Além do acervo físico, está prevista a criação da Biblioteca Digital Brasília Carlos Ferreira, que reunirá materiais gratuitos disponíveis em plataformas de acesso aberto.

“A proposta é ampliar o acesso ao conhecimento por meio de uma curadoria de acervos digitais que contribuam para a formação cultural, educacional e política da comunidade”, explica Poliana.

A biblioteca estará aberta durante as atividades promovidas pela Casa Socialista. Visitas em outros horários poderão ser agendadas por meio das redes sociais da instituição.
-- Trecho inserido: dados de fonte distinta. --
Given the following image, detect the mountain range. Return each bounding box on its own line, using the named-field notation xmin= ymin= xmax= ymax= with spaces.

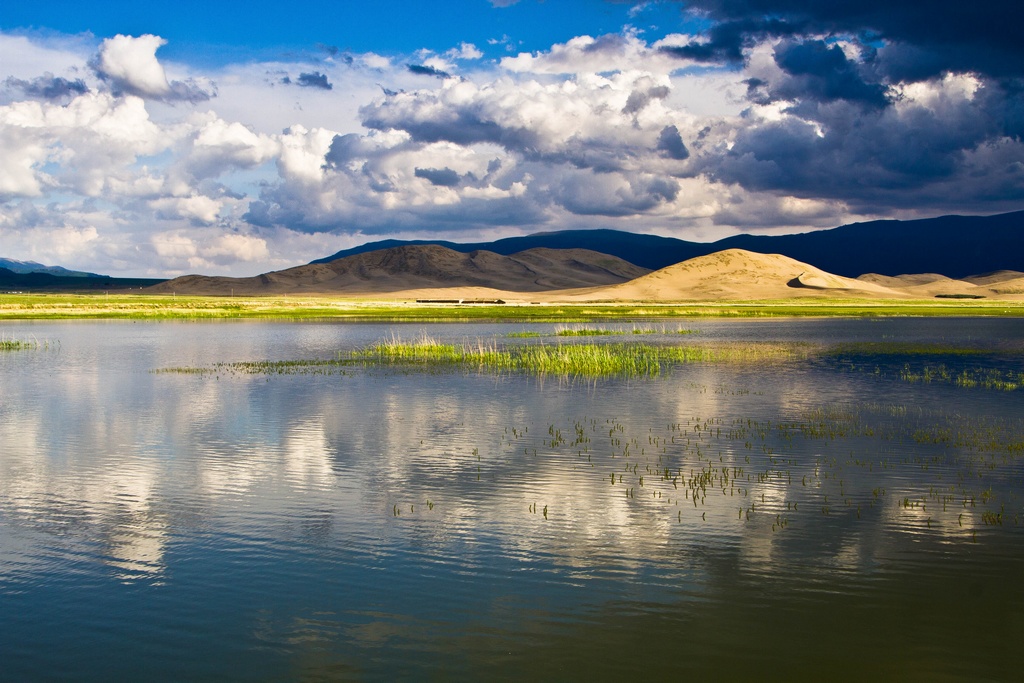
xmin=0 ymin=258 xmax=106 ymax=278
xmin=312 ymin=211 xmax=1024 ymax=279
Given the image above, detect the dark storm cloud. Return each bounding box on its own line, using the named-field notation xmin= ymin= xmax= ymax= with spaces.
xmin=675 ymin=0 xmax=1024 ymax=79
xmin=656 ymin=125 xmax=690 ymax=160
xmin=4 ymin=74 xmax=88 ymax=100
xmin=414 ymin=167 xmax=462 ymax=187
xmin=771 ymin=39 xmax=888 ymax=107
xmin=407 ymin=64 xmax=451 ymax=79
xmin=295 ymin=72 xmax=333 ymax=90
xmin=742 ymin=77 xmax=771 ymax=105
xmin=699 ymin=86 xmax=1022 ymax=210
xmin=658 ymin=17 xmax=799 ymax=64
xmin=653 ymin=0 xmax=1024 ymax=213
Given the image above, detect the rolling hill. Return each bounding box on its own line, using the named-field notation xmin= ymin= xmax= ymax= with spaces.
xmin=146 ymin=246 xmax=650 ymax=296
xmin=312 ymin=211 xmax=1024 ymax=278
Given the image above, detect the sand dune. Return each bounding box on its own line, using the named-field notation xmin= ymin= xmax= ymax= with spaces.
xmin=567 ymin=249 xmax=903 ymax=301
xmin=858 ymin=271 xmax=1024 ymax=298
xmin=147 ymin=245 xmax=649 ymax=296
xmin=858 ymin=273 xmax=952 ymax=287
xmin=963 ymin=270 xmax=1024 ymax=286
xmin=986 ymin=277 xmax=1024 ymax=295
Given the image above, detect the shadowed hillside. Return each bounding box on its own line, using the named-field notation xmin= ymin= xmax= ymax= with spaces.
xmin=147 ymin=246 xmax=650 ymax=296
xmin=0 ymin=268 xmax=165 ymax=292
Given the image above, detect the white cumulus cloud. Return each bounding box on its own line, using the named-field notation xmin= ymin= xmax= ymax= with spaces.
xmin=94 ymin=34 xmax=173 ymax=98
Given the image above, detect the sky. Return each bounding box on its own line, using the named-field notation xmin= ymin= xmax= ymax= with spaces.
xmin=1 ymin=0 xmax=1021 ymax=277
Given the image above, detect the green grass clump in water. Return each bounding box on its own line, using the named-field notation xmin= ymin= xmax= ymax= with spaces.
xmin=349 ymin=336 xmax=810 ymax=378
xmin=900 ymin=364 xmax=1024 ymax=391
xmin=354 ymin=337 xmax=661 ymax=376
xmin=556 ymin=327 xmax=615 ymax=337
xmin=0 ymin=336 xmax=45 ymax=351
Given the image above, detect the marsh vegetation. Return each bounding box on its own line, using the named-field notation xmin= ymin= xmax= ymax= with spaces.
xmin=0 ymin=335 xmax=52 ymax=351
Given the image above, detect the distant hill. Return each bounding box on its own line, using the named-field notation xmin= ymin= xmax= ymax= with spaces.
xmin=0 ymin=267 xmax=165 ymax=292
xmin=312 ymin=211 xmax=1024 ymax=278
xmin=147 ymin=246 xmax=650 ymax=296
xmin=311 ymin=231 xmax=694 ymax=272
xmin=0 ymin=258 xmax=107 ymax=278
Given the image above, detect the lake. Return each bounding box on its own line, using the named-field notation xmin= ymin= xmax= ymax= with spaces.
xmin=2 ymin=318 xmax=1023 ymax=680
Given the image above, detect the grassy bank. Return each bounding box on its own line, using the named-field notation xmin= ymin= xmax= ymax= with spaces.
xmin=2 ymin=292 xmax=1024 ymax=320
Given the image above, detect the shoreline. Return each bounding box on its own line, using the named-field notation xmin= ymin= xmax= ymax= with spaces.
xmin=2 ymin=292 xmax=1024 ymax=320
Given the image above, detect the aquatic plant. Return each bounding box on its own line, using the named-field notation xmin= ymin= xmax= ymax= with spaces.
xmin=555 ymin=325 xmax=615 ymax=337
xmin=0 ymin=339 xmax=36 ymax=351
xmin=0 ymin=335 xmax=52 ymax=351
xmin=348 ymin=336 xmax=810 ymax=378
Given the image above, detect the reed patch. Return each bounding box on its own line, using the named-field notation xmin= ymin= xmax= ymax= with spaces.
xmin=349 ymin=336 xmax=810 ymax=378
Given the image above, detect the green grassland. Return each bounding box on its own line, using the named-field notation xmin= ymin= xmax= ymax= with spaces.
xmin=1 ymin=292 xmax=1023 ymax=320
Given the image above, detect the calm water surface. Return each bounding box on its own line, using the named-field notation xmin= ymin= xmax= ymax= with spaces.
xmin=1 ymin=319 xmax=1023 ymax=681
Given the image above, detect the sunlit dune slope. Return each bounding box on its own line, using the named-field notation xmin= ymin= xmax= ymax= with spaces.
xmin=568 ymin=249 xmax=903 ymax=301
xmin=857 ymin=271 xmax=1024 ymax=299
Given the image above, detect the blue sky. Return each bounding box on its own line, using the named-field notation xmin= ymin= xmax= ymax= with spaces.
xmin=1 ymin=1 xmax=1021 ymax=277
xmin=2 ymin=1 xmax=700 ymax=65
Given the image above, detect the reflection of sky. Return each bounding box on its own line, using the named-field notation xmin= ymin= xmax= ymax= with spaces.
xmin=2 ymin=320 xmax=1023 ymax=678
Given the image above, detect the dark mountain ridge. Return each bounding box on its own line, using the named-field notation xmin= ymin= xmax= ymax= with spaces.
xmin=0 ymin=267 xmax=165 ymax=292
xmin=312 ymin=211 xmax=1024 ymax=279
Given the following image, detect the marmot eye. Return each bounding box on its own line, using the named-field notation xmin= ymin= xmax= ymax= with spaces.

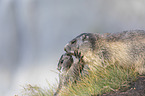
xmin=71 ymin=40 xmax=76 ymax=44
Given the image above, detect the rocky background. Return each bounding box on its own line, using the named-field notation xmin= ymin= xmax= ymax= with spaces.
xmin=0 ymin=0 xmax=145 ymax=96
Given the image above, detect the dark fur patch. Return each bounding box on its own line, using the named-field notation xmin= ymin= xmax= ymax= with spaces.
xmin=80 ymin=33 xmax=97 ymax=50
xmin=87 ymin=33 xmax=97 ymax=50
xmin=73 ymin=33 xmax=97 ymax=50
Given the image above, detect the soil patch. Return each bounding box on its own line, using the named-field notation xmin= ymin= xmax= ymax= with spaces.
xmin=101 ymin=76 xmax=145 ymax=96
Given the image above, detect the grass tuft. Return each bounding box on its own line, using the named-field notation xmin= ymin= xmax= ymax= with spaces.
xmin=60 ymin=63 xmax=138 ymax=96
xmin=18 ymin=63 xmax=139 ymax=96
xmin=19 ymin=83 xmax=56 ymax=96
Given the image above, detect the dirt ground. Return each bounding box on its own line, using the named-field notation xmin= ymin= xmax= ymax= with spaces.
xmin=101 ymin=76 xmax=145 ymax=96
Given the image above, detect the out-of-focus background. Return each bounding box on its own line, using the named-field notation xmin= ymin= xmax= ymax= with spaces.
xmin=0 ymin=0 xmax=145 ymax=96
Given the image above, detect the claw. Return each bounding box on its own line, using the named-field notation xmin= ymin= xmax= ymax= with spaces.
xmin=81 ymin=55 xmax=84 ymax=59
xmin=74 ymin=51 xmax=77 ymax=56
xmin=79 ymin=52 xmax=81 ymax=57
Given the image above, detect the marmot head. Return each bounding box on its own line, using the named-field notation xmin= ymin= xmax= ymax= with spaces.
xmin=64 ymin=33 xmax=97 ymax=54
xmin=57 ymin=53 xmax=73 ymax=71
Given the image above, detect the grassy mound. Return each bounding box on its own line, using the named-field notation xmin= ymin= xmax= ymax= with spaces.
xmin=18 ymin=64 xmax=139 ymax=96
xmin=60 ymin=64 xmax=138 ymax=96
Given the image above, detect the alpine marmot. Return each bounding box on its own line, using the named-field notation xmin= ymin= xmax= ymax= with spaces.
xmin=64 ymin=30 xmax=145 ymax=74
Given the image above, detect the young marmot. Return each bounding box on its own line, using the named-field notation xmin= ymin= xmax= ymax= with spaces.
xmin=54 ymin=51 xmax=84 ymax=96
xmin=57 ymin=53 xmax=73 ymax=73
xmin=64 ymin=30 xmax=145 ymax=74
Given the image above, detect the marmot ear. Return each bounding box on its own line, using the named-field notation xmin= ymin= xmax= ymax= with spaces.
xmin=80 ymin=34 xmax=85 ymax=40
xmin=86 ymin=36 xmax=89 ymax=39
xmin=81 ymin=35 xmax=89 ymax=41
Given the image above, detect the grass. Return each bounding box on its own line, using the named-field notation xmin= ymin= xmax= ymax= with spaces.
xmin=18 ymin=63 xmax=139 ymax=96
xmin=60 ymin=64 xmax=138 ymax=96
xmin=19 ymin=83 xmax=56 ymax=96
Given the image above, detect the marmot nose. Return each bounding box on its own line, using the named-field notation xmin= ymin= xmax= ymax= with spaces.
xmin=64 ymin=47 xmax=67 ymax=52
xmin=64 ymin=43 xmax=69 ymax=52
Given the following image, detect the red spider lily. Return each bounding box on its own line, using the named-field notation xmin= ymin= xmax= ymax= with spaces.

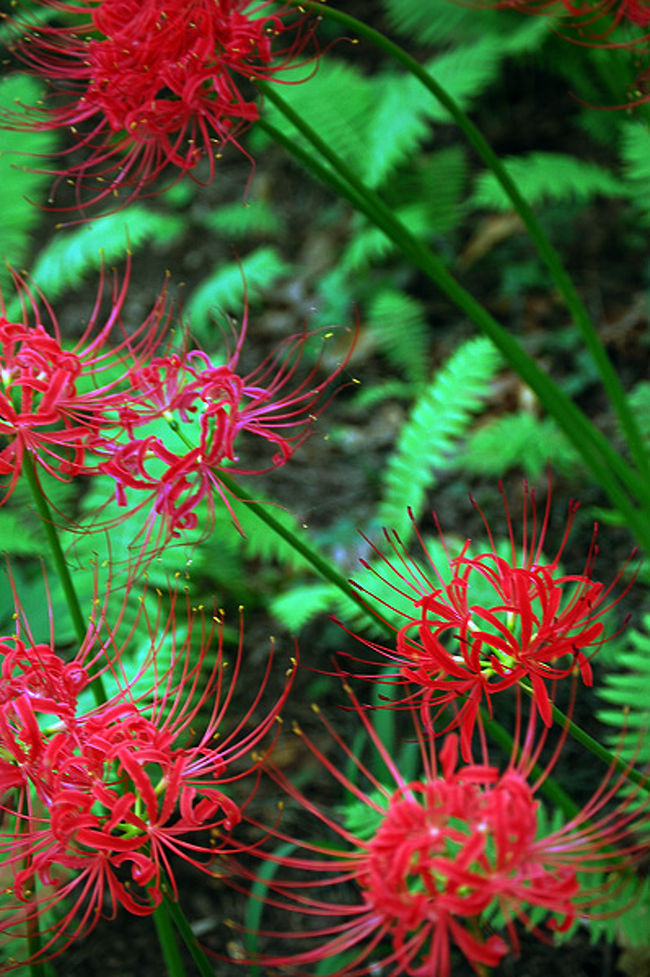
xmin=0 ymin=263 xmax=170 ymax=505
xmin=0 ymin=566 xmax=295 ymax=968
xmin=93 ymin=314 xmax=358 ymax=551
xmin=5 ymin=0 xmax=314 ymax=211
xmin=341 ymin=482 xmax=632 ymax=760
xmin=478 ymin=0 xmax=650 ymax=42
xmin=231 ymin=682 xmax=649 ymax=977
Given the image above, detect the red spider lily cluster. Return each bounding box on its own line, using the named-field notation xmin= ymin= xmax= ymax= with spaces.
xmin=0 ymin=570 xmax=294 ymax=966
xmin=0 ymin=265 xmax=355 ymax=556
xmin=341 ymin=485 xmax=633 ymax=760
xmin=232 ymin=682 xmax=649 ymax=977
xmin=486 ymin=0 xmax=650 ymax=33
xmin=222 ymin=489 xmax=645 ymax=977
xmin=0 ymin=265 xmax=169 ymax=502
xmin=4 ymin=0 xmax=313 ymax=209
xmin=0 ymin=0 xmax=648 ymax=974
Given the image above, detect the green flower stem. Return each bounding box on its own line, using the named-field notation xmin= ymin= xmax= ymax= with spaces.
xmin=21 ymin=454 xmax=107 ymax=706
xmin=26 ymin=903 xmax=47 ymax=977
xmin=162 ymin=894 xmax=215 ymax=977
xmin=217 ymin=472 xmax=389 ymax=629
xmin=255 ymin=103 xmax=650 ymax=552
xmin=290 ymin=0 xmax=650 ymax=486
xmin=154 ymin=903 xmax=188 ymax=977
xmin=218 ymin=473 xmax=644 ymax=811
xmin=523 ymin=685 xmax=650 ymax=794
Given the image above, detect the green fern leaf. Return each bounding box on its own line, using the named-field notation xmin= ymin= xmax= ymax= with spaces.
xmin=596 ymin=614 xmax=650 ymax=769
xmin=262 ymin=59 xmax=373 ymax=172
xmin=270 ymin=582 xmax=337 ymax=631
xmin=382 ymin=0 xmax=547 ymax=49
xmin=351 ymin=380 xmax=413 ymax=410
xmin=24 ymin=207 xmax=184 ymax=305
xmin=366 ymin=289 xmax=429 ymax=386
xmin=362 ymin=72 xmax=437 ymax=191
xmin=456 ymin=411 xmax=579 ymax=479
xmin=342 ymin=203 xmax=432 ymax=273
xmin=379 ymin=336 xmax=502 ymax=543
xmin=470 ymin=152 xmax=626 ymax=211
xmin=423 ymin=40 xmax=502 ymax=123
xmin=203 ymin=198 xmax=285 ymax=239
xmin=415 ymin=147 xmax=467 ymax=235
xmin=186 ymin=247 xmax=290 ymax=336
xmin=621 ymin=122 xmax=650 ymax=223
xmin=0 ymin=74 xmax=59 ymax=292
xmin=227 ymin=495 xmax=315 ymax=574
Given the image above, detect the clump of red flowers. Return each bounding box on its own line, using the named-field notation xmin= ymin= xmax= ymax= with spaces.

Os idealizadores do projeto afirmam que a atuação da biblioteca não ficará restrita ao empréstimo de obras. A proposta inclui uma programação permanente de atividades voltadas à formação de leitores e ao fortalecimento dos vínculos comunitários. Entre as ações previstas estão clubes de leitura, palestras, rodas de conversa, oficinas, minicursos e encontros temáticos. “Queremos fomentar a cultura, o conhecimento plural e a formação cidadã. A biblioteca precisa ser um espaço vivo, de convivência e troca de experiências”, afirma Poliana.

Para os organizadores, o papel de uma biblioteca popular vai além da democratização do acesso à leitura. O espaço também pode fortalecer identidades locais e estimular o protagonismo comunitário.

“A biblioteca contribui para uma integração horizontal entre instituição e comunidade. Ela corporifica o território, valoriza os saberes locais e fortalece as vozes das pessoas que vivem naquele espaço”, avalia Poliana.

Segundo ela, iniciativas desse tipo ajudam a enfrentar desigualdades informacionais, mas também têm potencial para construir novos horizontes coletivos. “Acreditamos que a biblioteca é mais do que um instrumento de combate à desigualdade. Ela é uma possibilidade de sonhar com um mundo mais afetivo, criativo e esperançoso”, conclui.

A inauguração da Biblioteca Popular Brasília Carlos Ferreira acontece na Rua Poeta Jorge Fernandes, nº 112, em Ponta Negra, e é aberta ao público. O novo espaço chega com a ambição de transformar livros em pontes entre conhecimento, memória, comunidade e participação social.